问题
Any idea on the recommended parameters for OpenCV SVM? I'm playing with the letter_recog.cpp in the OpenCV sample directory, however, the SVM accuracy is very poor! In one run I only got 62% accuracy:
$ ./letter_recog_modified -data /home/cobalt/opencv/samples/data/letter-recognition.data -save svm_letter_recog.xml -svm
The database /home/cobalt/opencv/samples/data/letter-recognition.data is loaded.
Training the classifier ...
data.size() = [16 x 20000]
responses.size() = [1 x 20000]
Recognition rate: train = 64.3%, test = 62.2%
The default parameters are:
model = SVM::create();
model->setType(SVM::C_SVC);
model->setKernel(SVM::LINEAR);
model->setC(1);
model->train(tdata);
Setting it to trainAuto() didn't help; it gave me a weird 0 % test accuracy:
model = SVM::create();
model->setType(SVM::C_SVC);
model->setKernel(SVM::LINEAR);
model->trainAuto(tdata);
Result:
Recognition rate: train = 0.0%, test = 0.0%
Update using yangjie's answer:
$ ./letter_recog_modified -data /home/cobalt/opencv/samples/data/letter-recognition.data -save svm_letter_recog.xml -svm
The database /home/cobalt/opencv/samples/data/letter-recognition.data is loaded.

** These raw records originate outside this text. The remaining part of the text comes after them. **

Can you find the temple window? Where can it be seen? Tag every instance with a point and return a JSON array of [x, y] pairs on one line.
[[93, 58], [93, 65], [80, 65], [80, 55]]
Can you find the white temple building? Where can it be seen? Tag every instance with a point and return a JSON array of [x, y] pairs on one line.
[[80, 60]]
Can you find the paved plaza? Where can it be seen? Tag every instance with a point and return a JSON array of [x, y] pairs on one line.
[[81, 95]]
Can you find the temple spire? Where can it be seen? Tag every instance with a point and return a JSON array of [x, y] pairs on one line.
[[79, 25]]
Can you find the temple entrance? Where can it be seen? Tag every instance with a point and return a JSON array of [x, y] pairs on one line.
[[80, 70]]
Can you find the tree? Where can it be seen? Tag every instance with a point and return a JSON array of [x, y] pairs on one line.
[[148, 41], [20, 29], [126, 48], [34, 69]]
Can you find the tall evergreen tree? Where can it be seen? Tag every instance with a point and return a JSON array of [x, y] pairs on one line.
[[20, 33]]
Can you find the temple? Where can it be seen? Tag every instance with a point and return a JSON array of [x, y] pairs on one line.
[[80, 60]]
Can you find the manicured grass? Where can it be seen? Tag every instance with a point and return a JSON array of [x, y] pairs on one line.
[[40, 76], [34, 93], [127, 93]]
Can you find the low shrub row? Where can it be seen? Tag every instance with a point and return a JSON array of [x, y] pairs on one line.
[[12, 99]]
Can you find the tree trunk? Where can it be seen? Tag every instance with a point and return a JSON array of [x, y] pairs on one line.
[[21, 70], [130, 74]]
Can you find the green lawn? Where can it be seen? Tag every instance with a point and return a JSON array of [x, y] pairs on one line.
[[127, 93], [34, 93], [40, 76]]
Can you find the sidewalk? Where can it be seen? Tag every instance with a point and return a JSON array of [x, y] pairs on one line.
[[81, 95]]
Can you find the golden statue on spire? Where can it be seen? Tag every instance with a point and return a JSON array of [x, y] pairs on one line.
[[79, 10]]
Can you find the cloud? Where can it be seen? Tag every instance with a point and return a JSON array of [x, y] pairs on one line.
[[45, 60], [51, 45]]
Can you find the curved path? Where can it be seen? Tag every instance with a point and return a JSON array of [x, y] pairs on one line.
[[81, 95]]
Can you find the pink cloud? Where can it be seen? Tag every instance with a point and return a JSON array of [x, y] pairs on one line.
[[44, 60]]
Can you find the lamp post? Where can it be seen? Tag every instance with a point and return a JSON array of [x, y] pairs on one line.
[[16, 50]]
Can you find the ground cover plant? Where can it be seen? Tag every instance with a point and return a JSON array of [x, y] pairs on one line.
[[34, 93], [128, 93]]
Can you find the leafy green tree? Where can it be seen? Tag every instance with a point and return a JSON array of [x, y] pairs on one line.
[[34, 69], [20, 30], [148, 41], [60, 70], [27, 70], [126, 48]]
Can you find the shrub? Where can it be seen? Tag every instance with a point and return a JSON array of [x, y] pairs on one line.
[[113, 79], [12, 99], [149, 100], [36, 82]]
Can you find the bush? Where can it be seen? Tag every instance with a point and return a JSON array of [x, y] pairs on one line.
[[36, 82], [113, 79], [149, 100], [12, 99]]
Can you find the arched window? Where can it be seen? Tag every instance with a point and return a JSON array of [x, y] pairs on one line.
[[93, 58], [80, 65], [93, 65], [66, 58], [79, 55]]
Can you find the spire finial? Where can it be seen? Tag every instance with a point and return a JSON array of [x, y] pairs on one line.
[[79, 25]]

Training the classifier ...
data.size() = [16 x 20000]
responses.size() = [1 x 20000]
Recognition rate: train = 58.8%, test = 57.5%
The result is no longer 0% but the accuracy is worse than the 62% earlier.

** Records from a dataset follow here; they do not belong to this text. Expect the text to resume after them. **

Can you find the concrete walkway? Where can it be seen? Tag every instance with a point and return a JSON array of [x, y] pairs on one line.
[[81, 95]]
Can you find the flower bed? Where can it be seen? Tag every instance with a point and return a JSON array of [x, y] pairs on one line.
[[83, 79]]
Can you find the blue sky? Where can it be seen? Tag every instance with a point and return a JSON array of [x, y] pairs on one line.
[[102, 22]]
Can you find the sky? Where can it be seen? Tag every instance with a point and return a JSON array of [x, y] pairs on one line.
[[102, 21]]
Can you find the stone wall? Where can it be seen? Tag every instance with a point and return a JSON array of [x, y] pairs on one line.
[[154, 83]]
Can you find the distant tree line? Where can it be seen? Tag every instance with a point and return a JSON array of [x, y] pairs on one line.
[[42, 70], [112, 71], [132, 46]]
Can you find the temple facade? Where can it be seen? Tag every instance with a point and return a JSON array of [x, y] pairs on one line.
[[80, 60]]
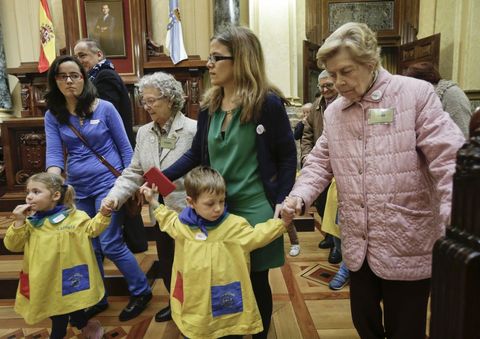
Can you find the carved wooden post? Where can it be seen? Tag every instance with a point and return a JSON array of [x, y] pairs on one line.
[[456, 258]]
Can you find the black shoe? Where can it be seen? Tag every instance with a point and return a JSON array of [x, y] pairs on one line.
[[327, 242], [335, 256], [92, 311], [136, 306], [165, 314]]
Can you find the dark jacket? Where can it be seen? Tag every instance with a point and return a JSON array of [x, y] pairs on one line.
[[276, 151], [110, 87]]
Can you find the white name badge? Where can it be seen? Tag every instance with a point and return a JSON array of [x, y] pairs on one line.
[[380, 116], [168, 142], [200, 236], [58, 218]]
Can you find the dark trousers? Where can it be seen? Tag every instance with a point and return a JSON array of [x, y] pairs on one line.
[[60, 323], [404, 306], [263, 296], [165, 251]]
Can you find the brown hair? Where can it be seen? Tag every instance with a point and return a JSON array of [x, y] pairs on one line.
[[56, 183], [423, 70], [250, 78], [203, 179]]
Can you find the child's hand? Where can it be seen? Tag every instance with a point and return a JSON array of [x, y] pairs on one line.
[[20, 213], [108, 205], [149, 193], [290, 207]]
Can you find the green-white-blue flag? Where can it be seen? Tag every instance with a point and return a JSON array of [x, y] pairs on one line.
[[174, 40]]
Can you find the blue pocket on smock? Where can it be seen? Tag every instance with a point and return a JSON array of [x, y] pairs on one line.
[[227, 299], [75, 279]]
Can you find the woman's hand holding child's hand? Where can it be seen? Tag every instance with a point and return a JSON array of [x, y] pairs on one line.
[[20, 213], [149, 194], [107, 207], [290, 207]]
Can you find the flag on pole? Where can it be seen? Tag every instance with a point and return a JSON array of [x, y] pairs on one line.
[[47, 38], [174, 40]]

Using the RBF kernel with trainAuto() is worst?
$ ./letter_recog_modified_rbf -data /home/cobalt/opencv/samples/data/letter-recognition.data -save svm_letter_recog.xml -svm
The database /home/cobalt/opencv/samples/data/letter-recognition.data is loaded.
Training the classifier ...
data.size() = [16 x 20000]
responses.size() = [1 x 20000]
Recognition rate: train = 18.5%, test = 11.6%
Parameters:
model = SVM::create();
model->setType(SVM::C_SVC);
model->setKernel(SVM::RBF);
model->trainAuto(tdata);
回答1:
I debugged the sample code and found the reason.
The responses is a Mat of ASCII code of the letters.
However, the predicted labels returned from SVM trained by SVM::trainAuto are ranging from 0-25, which correspond to the 26 classes. This can also be observed by looking at <class_labels>...</class_labels> in the output file svm_letter_recog.xml.
Therefore in test_and_save_classifier, r = model->predict( sample ) and responses.at<int>(i) are apparently not equal.
I also found that if we use SVM::train, the class labels would be from 65-89 instead, which is why you can get normal result at first.
Solution
I am not sure whether it is a bug. But if you want to use SVM::trainAuto in this sample now, you can change
test_and_save_classifier(model, data, responses, ntrain_samples, 0, filename_to_save);
in build_svm_classifier to
test_and_save_classifier(model, data, responses, ntrain_samples, 'A', filename_to_save);
Update
trainAuto and train should have the same behavior in class_labels. The problem is due to a bug fix before. So I have created a pull request to OpenCV to fix the problem.
回答2:
I suggest trying RBF kernel instead of linear. In many, many cases it is the best choice...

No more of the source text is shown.